Minimax PAC Bounds for Learning in Exogenous Contextual MDPs

We study PAC learning in tabular discounted Markov decision processes with exogenous i.i.d. contexts, with discount factor γ, finite state space \mathcal X, action space \mathcal A, and context space \mathcal Z. At each time step, a context is drawn independently from an unknown distribution μ and revealed before the agent acts. This context may affect both rewards and transitions, while remaining uncontrolled by the agent. Depending on the regime, the learner has access either to a sampling oracle for μ, to a sampling oracle for the transition kernel conditioned on state-context-action tuples, or to both. Oracles can be accessed before and during policy execution. The sample complexity is measured by a couple (n,m), where n is the number of calls to the sampling oracles before execution and m is the number of calls to the sampling oracles during execution.
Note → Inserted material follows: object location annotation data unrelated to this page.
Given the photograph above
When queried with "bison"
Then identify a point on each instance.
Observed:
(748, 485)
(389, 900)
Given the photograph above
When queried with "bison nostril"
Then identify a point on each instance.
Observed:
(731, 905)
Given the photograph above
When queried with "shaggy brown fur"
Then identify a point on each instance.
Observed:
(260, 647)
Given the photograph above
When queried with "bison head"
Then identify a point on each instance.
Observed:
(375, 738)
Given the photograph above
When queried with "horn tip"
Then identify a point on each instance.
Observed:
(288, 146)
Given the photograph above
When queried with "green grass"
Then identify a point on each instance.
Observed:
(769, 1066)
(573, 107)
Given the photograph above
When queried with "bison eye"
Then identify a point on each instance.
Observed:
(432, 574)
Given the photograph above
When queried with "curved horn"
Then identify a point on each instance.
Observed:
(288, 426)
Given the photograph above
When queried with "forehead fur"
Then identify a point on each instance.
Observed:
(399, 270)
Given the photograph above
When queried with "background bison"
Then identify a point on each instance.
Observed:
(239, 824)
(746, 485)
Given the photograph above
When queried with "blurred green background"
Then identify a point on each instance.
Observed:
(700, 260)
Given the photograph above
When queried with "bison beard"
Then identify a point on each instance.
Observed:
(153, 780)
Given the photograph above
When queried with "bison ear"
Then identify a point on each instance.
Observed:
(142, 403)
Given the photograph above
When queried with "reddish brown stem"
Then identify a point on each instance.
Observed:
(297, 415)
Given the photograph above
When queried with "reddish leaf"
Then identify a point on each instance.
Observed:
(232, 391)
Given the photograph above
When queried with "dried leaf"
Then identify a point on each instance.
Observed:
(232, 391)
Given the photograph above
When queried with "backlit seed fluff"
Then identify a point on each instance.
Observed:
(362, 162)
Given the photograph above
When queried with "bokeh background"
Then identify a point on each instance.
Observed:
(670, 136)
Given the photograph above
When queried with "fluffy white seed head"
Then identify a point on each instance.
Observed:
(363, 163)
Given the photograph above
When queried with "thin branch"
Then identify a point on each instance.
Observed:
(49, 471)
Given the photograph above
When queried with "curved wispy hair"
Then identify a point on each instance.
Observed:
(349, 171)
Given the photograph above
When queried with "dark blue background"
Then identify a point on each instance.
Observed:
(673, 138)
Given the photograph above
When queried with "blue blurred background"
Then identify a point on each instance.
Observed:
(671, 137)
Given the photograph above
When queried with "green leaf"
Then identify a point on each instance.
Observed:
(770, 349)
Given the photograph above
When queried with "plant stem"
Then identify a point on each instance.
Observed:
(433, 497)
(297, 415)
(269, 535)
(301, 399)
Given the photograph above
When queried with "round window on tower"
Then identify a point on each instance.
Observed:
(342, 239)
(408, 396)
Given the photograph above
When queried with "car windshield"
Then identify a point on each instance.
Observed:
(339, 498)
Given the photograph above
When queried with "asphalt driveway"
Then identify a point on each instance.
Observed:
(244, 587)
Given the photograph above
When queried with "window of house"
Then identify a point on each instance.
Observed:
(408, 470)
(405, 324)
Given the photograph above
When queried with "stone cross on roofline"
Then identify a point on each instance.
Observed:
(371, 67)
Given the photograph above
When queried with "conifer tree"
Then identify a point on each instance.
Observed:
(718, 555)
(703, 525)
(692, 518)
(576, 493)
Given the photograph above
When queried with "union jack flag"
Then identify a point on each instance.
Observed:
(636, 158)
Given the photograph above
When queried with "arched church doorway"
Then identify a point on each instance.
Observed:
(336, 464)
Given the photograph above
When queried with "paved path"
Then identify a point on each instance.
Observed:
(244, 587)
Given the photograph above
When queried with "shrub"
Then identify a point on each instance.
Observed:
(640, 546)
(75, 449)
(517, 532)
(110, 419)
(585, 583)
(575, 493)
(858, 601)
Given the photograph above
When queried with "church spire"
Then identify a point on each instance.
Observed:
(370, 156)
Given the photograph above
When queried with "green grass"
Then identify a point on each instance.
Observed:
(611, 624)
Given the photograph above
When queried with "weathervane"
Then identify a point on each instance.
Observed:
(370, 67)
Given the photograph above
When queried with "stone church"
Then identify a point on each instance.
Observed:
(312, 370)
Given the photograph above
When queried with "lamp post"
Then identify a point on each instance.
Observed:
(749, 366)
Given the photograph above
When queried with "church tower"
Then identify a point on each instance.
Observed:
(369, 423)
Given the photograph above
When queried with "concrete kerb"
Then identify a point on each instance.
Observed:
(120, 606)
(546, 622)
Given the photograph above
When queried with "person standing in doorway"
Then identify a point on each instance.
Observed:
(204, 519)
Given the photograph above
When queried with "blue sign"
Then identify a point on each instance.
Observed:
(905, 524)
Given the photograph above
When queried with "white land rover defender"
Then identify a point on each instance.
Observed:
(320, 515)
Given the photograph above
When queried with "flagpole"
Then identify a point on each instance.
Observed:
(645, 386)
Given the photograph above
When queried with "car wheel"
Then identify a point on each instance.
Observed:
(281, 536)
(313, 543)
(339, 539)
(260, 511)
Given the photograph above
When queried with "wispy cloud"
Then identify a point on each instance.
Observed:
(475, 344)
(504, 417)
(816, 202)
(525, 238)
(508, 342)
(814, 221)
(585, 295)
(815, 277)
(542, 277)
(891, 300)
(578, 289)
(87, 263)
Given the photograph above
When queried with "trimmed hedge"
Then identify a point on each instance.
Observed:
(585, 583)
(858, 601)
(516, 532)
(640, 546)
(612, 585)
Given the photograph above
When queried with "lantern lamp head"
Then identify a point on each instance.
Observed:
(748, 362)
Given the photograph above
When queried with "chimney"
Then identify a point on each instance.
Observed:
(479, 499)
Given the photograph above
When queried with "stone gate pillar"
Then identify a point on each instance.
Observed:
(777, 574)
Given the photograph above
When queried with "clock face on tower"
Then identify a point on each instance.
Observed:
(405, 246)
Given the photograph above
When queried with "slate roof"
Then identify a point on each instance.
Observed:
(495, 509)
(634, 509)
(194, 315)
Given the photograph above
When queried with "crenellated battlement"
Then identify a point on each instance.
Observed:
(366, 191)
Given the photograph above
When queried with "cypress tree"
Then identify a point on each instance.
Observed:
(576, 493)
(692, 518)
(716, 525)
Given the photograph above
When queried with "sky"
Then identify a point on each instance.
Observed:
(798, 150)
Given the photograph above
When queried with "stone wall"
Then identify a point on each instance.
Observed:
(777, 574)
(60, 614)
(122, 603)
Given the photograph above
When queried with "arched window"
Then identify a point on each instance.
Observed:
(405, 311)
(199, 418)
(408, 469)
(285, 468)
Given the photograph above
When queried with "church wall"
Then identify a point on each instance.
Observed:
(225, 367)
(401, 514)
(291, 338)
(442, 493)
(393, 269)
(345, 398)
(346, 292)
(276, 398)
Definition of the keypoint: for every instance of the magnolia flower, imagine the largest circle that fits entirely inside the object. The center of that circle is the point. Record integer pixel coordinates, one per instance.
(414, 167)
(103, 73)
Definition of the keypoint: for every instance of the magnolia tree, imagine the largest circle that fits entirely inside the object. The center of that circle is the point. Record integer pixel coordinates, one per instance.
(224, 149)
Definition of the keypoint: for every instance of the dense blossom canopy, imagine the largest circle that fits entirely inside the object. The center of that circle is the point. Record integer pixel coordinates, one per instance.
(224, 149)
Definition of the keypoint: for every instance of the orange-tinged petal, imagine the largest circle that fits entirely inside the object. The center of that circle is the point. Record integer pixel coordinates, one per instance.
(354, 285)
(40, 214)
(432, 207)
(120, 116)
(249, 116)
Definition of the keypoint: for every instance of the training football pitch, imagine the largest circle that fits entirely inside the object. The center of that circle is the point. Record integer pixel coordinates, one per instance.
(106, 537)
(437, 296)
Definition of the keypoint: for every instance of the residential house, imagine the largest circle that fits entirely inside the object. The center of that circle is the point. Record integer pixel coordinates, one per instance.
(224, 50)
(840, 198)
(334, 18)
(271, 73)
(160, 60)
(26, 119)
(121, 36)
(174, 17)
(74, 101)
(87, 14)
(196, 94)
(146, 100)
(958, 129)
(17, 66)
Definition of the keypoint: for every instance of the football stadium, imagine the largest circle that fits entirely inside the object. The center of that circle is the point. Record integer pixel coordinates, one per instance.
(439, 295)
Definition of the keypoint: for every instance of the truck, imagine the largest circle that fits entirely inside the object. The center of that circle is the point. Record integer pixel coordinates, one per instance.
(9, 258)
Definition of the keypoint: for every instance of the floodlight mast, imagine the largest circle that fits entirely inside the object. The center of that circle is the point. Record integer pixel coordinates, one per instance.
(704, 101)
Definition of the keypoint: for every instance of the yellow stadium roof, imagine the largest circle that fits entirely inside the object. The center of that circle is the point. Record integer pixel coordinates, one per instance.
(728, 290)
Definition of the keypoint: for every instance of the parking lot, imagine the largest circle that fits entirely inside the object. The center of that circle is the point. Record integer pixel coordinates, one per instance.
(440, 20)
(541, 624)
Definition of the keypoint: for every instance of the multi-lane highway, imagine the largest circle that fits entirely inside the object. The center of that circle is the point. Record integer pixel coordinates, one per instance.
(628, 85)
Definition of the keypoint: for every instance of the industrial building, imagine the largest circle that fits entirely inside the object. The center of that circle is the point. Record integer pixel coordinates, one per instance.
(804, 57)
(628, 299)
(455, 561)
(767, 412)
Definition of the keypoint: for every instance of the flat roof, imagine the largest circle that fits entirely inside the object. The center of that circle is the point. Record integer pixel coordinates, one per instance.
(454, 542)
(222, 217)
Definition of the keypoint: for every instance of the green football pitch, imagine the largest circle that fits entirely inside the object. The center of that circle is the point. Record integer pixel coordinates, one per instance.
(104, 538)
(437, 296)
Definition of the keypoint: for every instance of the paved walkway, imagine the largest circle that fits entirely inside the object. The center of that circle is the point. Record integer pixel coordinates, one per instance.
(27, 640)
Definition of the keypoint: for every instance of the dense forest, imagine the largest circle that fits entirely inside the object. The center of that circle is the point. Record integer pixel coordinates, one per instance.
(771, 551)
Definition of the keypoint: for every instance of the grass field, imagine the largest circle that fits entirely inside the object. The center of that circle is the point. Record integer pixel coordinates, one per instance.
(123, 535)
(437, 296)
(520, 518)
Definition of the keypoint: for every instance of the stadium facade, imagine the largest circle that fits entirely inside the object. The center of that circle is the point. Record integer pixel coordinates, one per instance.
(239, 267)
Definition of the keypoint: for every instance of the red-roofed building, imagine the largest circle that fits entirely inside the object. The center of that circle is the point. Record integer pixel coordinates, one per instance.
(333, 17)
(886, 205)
When rewards and transitions are known and only the context distribution μ is sampled, we give a variance-reduced algorithm that solves policy evaluation (PE), best-value estimation (BVE), and best-policy extraction (BPE) with \left(\widetilde O\left(1/((1-γ)^3\varepsilon^2)\right), 0 \right) sample complexity. The rate is independent of |\mathcal Z| and minimax optimal up to logarithmic factors. As a corollary, we also obtain tight rates in the case of one-step perfect look-ahead, improving upon the existing guarantees. In the fully unknown regime, where both μ and P must be learned, we show that PE remains |\mathcal Z|-free, with matching upper and lower bounds \bigl(\widetilde O(|\mathcal X|/((1-γ)^3\varepsilon^2)),, \widetilde O(1/((1-γ)^2\varepsilon^2))\bigr).